L'artisanat traditionnel constantinois, qui revêt un cachet culturel
prononcé, plutôt qu'un aspect économique, a inauguré, hier, sa première
exposition avec une participation limitée mais qui a le mérite de représenter
toutes les facettes de la production artisanale, authentique, du terroir. Du
pain traditionnel fabriqué avec du son jusqu'aux joailleries, en passant par la
gandoura traditionnelle constantinoise, le caftan et le «caracou», les artisans
de la wilaya qui fabriquent leurs produits, dans des ateliers improvisés, dans
leurs demeures familiales, ont eu l'honneur de la fête en présentant au public,
non sans un certain art et avec fierté, leur savoir-faire, sous forme de
produits qu'ils exposent dans les locaux de la Maison des Syndicats «Abdelhak
Benhamouda» jusqu'au 17 de ce mois de juin.
La manifestation est organisée, sous l'égide du bureau de wilaya de
Constantine de l'Union générale des commerçants et artisans algériens (UGCAA)
et a été inaugurée, en grande pompe, hier matin, par le secrétaire général du
Syndicat des commerçants M. Salah Souilah. L'exposition a réuni quelque 45
artisans « qui ont été triés sur le volet et choisis parmi ceux que nous
connaissons, parfaitement et qui sont affiliés à notre organisation », a tenu à
préciser le coordinateur du bureau de wilaya du syndicat des commerçants M. Bouhenguel
Laid, ajoutant que cette exposition ne représente, en fait, qu'une sorte de
prélude à la manifestation « Constantine, capitale de la Culture arabe 2015 »
où sont prévues des manifestations d'envergure, dans le secteur traditionnel. »

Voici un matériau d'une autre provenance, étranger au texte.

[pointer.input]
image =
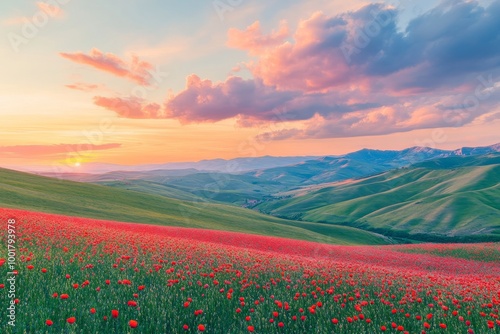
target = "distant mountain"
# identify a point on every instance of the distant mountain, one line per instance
(441, 199)
(359, 164)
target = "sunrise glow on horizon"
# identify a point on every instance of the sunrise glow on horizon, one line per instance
(140, 83)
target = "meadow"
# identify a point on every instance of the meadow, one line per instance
(79, 275)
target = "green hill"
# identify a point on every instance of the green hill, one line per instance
(38, 193)
(450, 198)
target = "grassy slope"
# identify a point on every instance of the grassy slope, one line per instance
(32, 192)
(450, 202)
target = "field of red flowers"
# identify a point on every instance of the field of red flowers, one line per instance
(78, 275)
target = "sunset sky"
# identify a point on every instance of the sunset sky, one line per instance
(135, 82)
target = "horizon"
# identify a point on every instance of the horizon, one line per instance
(216, 84)
(80, 168)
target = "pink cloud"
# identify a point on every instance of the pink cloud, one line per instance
(84, 86)
(130, 108)
(135, 70)
(301, 64)
(51, 10)
(253, 40)
(56, 149)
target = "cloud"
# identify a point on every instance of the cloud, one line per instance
(442, 48)
(129, 107)
(50, 150)
(254, 40)
(135, 70)
(250, 101)
(350, 74)
(51, 10)
(84, 86)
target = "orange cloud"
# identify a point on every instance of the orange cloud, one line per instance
(135, 70)
(51, 10)
(83, 86)
(130, 108)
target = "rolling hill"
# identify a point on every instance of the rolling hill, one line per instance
(38, 193)
(456, 198)
(360, 164)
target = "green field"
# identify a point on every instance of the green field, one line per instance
(37, 193)
(437, 199)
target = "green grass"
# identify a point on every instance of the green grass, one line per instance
(444, 202)
(36, 193)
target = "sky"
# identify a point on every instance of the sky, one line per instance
(139, 82)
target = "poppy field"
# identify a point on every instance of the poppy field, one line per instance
(77, 275)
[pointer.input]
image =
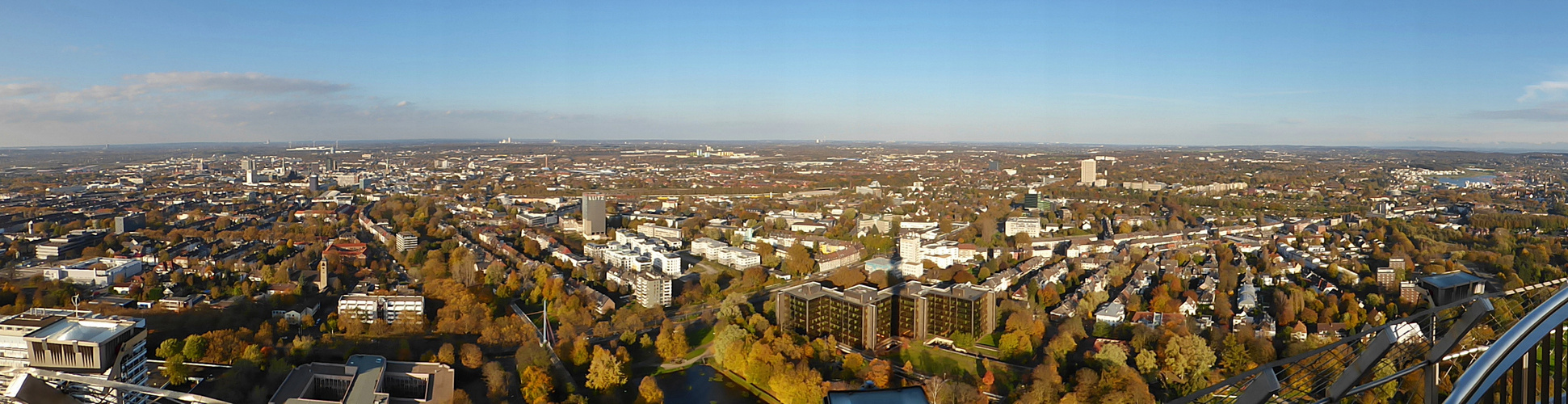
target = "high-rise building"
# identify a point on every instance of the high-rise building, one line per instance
(910, 248)
(651, 290)
(406, 240)
(593, 213)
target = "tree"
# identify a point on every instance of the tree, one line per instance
(800, 260)
(170, 348)
(671, 343)
(536, 384)
(176, 370)
(498, 379)
(448, 354)
(648, 392)
(606, 370)
(880, 372)
(1188, 362)
(1112, 356)
(1146, 362)
(473, 357)
(195, 348)
(797, 385)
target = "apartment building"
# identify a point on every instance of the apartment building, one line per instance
(869, 318)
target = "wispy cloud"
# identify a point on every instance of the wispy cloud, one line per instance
(18, 90)
(1280, 93)
(1546, 112)
(1545, 91)
(1126, 98)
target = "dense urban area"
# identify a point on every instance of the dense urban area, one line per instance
(538, 271)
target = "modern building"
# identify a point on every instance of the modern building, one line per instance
(68, 245)
(593, 213)
(96, 271)
(406, 242)
(651, 290)
(734, 257)
(79, 343)
(372, 307)
(538, 220)
(1087, 175)
(129, 223)
(863, 317)
(368, 379)
(1015, 226)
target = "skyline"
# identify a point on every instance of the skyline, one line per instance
(1082, 74)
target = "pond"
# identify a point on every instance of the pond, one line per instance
(703, 384)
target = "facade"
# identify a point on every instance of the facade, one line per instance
(406, 242)
(651, 290)
(68, 245)
(368, 379)
(869, 318)
(1015, 226)
(734, 257)
(538, 220)
(371, 307)
(96, 271)
(593, 213)
(129, 223)
(82, 343)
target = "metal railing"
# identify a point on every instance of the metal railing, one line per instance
(1374, 360)
(1524, 365)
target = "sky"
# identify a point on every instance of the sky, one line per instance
(1099, 73)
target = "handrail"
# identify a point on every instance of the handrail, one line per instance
(1511, 348)
(1364, 334)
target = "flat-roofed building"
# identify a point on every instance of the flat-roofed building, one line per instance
(651, 290)
(68, 245)
(96, 271)
(868, 318)
(368, 379)
(372, 307)
(82, 343)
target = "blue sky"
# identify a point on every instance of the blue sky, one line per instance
(1170, 73)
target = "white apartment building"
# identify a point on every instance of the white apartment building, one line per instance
(734, 257)
(1015, 226)
(369, 309)
(651, 290)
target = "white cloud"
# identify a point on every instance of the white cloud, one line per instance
(233, 82)
(16, 90)
(1545, 91)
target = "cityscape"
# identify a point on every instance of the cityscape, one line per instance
(841, 202)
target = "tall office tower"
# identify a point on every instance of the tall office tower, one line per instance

Faute d'avoir trouvé un lieu qui se prête aux manifestations de foires et
expositions, fera observer notre interlocuteur, nous avons sollicité les
responsables de l'Union de wilaya de l'UGTA qui ont mis à notre disposition les
locaux de leur siège. Pour Mme Facih, présidente de la Fédération des artisans
de la wilaya de Constantine, cette première édition est destinée à « mettre en
lumière et faire valoir les arts traditionnels constantinois ». Interrogée sur
les problèmes que rencontre cette corporation, Mme Facih Nacéra a préféré,
plutôt, s'adresser aux familles, en les invitant à venir visiter l'exposition
pour aider et encourager les jeunes artisans, surtout en cette période où ces
familles s'apprêtent à organiser les fêtes de succès aux examens scolaires et
des mariages. Elle consentira à ne parler des problèmes
propres aux artisans que pour signaler le manque flagrant d'organisation de
foires et expositions, à Constantine, leur permettant de sortir de l'ombre pour
communiquer, avec le public, afin de lui montrer leur savoir-faire. Et pour
cela, elle a évoqué les programmes en préparation pour remédier à cette lacune
et faire participer ses adhérents aux expositions nationales et
internationales. Mais cela ce sera pour le moyen et le long termes. Dans
l'immédiat, la corporation vit, certainement, des difficultés et ce sont les
artisans, eux-mêmes, qui les ont évoqués. Ainsi, M. Merabet Younès, artisan
professionnel en confiserie traditionnelle ancienne et qui active, dans ce
créneau, depuis les années 1960, du siècle dernier, formé par de grands maîtres
artisans, ayant toujours travaillé avec ses propres moyens matériels et
financiers, a résumé en quelques phrases la marginalisation dans laquelle a
toujours vécu cette corporation. « On ne nous sollicite guère pour participer
aux foires et expositions dont on n'entend la tenue que par le ouï-dire. Et
notre marginalisation se poursuit. Nous demandons l'aide de l'Etat pour
perpétuer nos métiers qui commencent à disparaître. J'ai élaboré un projet de
création d'une école pour former des artisans sur les métiers traditionnels
constantinois purs, dans le segment nutritionnel, mais je n'arrive pas à le
faire aboutir par manque de soutien, notamment financier ». C'est le même souci
pour Mlle Beningliz-Bey Hind. qui s'est spécialisée dans la fabrication d'un
plat traditionnel constantinois, bien connu et prisé dans les fêtes de mariages
appelé « Chbah Safra », mais aimerait bien développer son activité. « Je ne
prétends pas monter une usine pour industrialiser le produit, mais juste un
petit atelier et employer, avec moi, quelques ouvrières, pour contribuer à la
préservation du charme de ces plats traditionnels », souhaite-t-elle.